Actuó primero la hispanodanesa, convertida en algo así como el hada madrina del festival, pues ya actuó en el mismo escenario durante la primera edición. En esta ocasión venía para presentar su último trabajo discográfico, el excelente Un hombre rubio, y con el Premio Nacional de las Músicas Actuales metido en el bolsillo desde hace pocos meses. Habíamos visto y reseñado en estas mismas páginas un concierto completo de esta gira (en San Adrián, mes de julio), y este fue similar, aunque con el repertorio recortado para ceñirse a los horarios del festival. Abrió su actuación con el rock sintético de Niña animal, a la que siguió El pretendiente, tema que combina la denuncia social con unas guitarras deudoras de David Bowie. Siguieron desgranando cortes de su último disco, aunque con esporádicas visitas a su pasado reciente, como la familiar Jorge y yo, que recupera recuerdos de su infancia junto a su hermano, La distancia adecuada, más vigorosa que en el disco, o Alguien tendrá la culpa, utilizada por El Drogas como intro de muchos de sus conciertos. Entre las más recientes, destacaron Pesa la palabra, Romance de la plata o La flor entre la vía. En el tramo final brilló su interpretación en La muy puta, en la que se contoneó y terminó cantando tumbada en el suelo, y el bis de La piedra angular, una canción que, según confesó, escribió pensando en cantantes como Loquillo o Nacho Vegas, (“con voz profunda y mucho cuento”, dijo entre risas), pero que finalmente se quedó para ella. En Baluarte, un afortunado espectador subió a bailar este vals con ella en el escenario.

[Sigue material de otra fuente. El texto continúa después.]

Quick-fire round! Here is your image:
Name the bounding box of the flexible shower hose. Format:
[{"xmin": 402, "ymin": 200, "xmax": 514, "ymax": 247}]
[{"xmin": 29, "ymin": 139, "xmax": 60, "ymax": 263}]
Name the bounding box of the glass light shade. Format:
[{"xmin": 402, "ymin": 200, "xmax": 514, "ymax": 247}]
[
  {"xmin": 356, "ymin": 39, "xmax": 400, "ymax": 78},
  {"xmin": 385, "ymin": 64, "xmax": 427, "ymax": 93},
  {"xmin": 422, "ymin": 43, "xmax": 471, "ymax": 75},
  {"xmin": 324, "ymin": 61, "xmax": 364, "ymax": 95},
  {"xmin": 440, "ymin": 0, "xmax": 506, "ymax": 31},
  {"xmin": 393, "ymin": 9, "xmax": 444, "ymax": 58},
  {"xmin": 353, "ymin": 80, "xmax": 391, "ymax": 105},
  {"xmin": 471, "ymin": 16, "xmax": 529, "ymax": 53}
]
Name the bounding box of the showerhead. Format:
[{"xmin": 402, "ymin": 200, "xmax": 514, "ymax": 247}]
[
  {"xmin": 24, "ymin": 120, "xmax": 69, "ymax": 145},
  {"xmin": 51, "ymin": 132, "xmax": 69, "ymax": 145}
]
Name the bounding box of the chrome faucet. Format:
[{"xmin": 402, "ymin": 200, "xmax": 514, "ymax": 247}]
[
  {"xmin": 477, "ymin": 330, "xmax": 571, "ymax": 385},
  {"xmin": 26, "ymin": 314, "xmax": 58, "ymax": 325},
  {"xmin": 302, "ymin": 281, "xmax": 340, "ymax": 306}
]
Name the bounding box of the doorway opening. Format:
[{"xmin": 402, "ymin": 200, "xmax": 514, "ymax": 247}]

El cierre de la noche, y del festival, corrió a cargo de El Niño de Elche, un transgresor del flamenco a quien acompaña siempre la polémica. Parece evidente que también la busca; inició su show desnudándose delante del público y vistiéndose de traje, cual torero, con la ayuda de los dos músicos que le acompañaban (guitarra y teclados). Iconoclasta y renovador, dueño de un discurso propio que impregna su obra y también sus sarcásticos soliloquios entre canciones, Francisco Contreras (así se llama), cantó en catalán, utilizó samplers, abogó por acercar el flamenco al pueblo, derramó generosas dosis de misticismo, se burló de sus críticos, de Vox, de los nacionalismos y hasta de algunos puntos del Estatuto de Autonomía andaluz y se metió, fruto de todo ello, al público en el bolsillo. Fue el fantástico broche de oro para un festival de cinco estrellas, con un cartel variado, exquisito y en absoluto obvio. Ya esperamos la próxima edición.